Ask your audience to submit a topic that’s important to them that they want you to investigate and to cover and frame it as a collaborative effort, so you’ll begin to really get that engagement going on, so you know it could well be, let’s take something around the local park, it’s been run down.
Ask them to come up with ideas about what should happen to that local park. So we’re talking really micro level here, you know, really hyper local. Then you promise that you will publish their answers and then what you can do is get more sophisticated with it, and you can get people to vote… These are the three story ideas we’ve had from the park. Which one do you want us to investigate the most?
And you can gamify it a little bit. And then you use all the user comments that are coming in. You build a whole community around one story idea, one topic idea. And you start from that and you just measure that success. How engaged people get. Then you can do follow-ups on it.

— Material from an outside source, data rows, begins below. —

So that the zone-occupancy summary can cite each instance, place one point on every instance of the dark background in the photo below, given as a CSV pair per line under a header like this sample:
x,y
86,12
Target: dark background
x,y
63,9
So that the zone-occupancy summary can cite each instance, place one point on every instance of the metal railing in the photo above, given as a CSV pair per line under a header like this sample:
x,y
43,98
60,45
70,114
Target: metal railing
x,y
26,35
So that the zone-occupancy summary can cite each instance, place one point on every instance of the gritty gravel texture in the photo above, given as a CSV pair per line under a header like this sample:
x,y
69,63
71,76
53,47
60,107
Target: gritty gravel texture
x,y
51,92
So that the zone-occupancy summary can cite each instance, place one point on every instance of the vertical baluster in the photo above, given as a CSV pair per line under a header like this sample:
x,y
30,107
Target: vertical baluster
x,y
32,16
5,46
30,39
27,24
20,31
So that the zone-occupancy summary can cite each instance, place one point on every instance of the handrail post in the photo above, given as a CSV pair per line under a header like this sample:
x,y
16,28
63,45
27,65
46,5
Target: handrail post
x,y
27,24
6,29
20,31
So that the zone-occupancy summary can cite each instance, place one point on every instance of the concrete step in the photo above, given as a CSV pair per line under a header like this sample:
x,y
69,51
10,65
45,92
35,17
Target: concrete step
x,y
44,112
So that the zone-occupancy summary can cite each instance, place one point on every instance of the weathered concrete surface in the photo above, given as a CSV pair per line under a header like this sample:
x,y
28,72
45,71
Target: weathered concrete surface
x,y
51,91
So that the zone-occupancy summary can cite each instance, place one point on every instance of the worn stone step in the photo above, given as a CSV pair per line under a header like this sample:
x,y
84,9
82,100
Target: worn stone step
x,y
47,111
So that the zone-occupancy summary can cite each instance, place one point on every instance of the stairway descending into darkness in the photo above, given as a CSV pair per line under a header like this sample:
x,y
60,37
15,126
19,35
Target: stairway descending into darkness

Then you can have an event around it, et cetera. Invite people into your newsroom or you can go to that park and say, come and meet us, get your big red sofa down to the park or whatever.
If you haven’t put your toe in the water yet about engagement and you’re a little bit like, well, where do we get started? Well, ask your readers what they would like you to be covering.
Francesca Dumas (58:33)
And it potentially will save you a massive amount of time not creating content that people might not have been interested in in the first place!
Jeremy Clifford (58:39)
And you can use some really simple stuff. You can use a Google form, for example, and say on this form put in questions that you’d like us to ask someone.
We’re going to be having an interview with the police crime commissioner. Tell us the questions you’d like us to ask the police crime commissioner. And then you just get a list of their questions.
You’ve got their names for it. You do the interview, you can feedback the answers, some really simple stuff.
Francesca Dumas (59:10)
Thank you so much for that. Jeremy, that was fantastic. Thank you so much for your time. Let’s move engagement forward across the world. Hopefully we’ll get there!
Jeremy Clifford (59:16)
I really enjoyed it.
Well, you know, if you go back to the Reuters report, it’s one of the biggest things that they’ve come out with in terms of their findings is that you’re beginning to see more publishing, wanting to engage with audiences more. And the biggest challenge they’re facing is how do you engage with the Holy Grail, which is the younger audience, et cetera? So, that’s what I would like to see in 2025, we’re in January 2025 now.
I’d like to see some really good product innovations around that and some real successes.
Francesca Dumas (1:00:01)
I would too. Thank you so much, Jeremy.
Jeremy Clifford (1:00:05)
Great talking to you, Francesca. Thank you.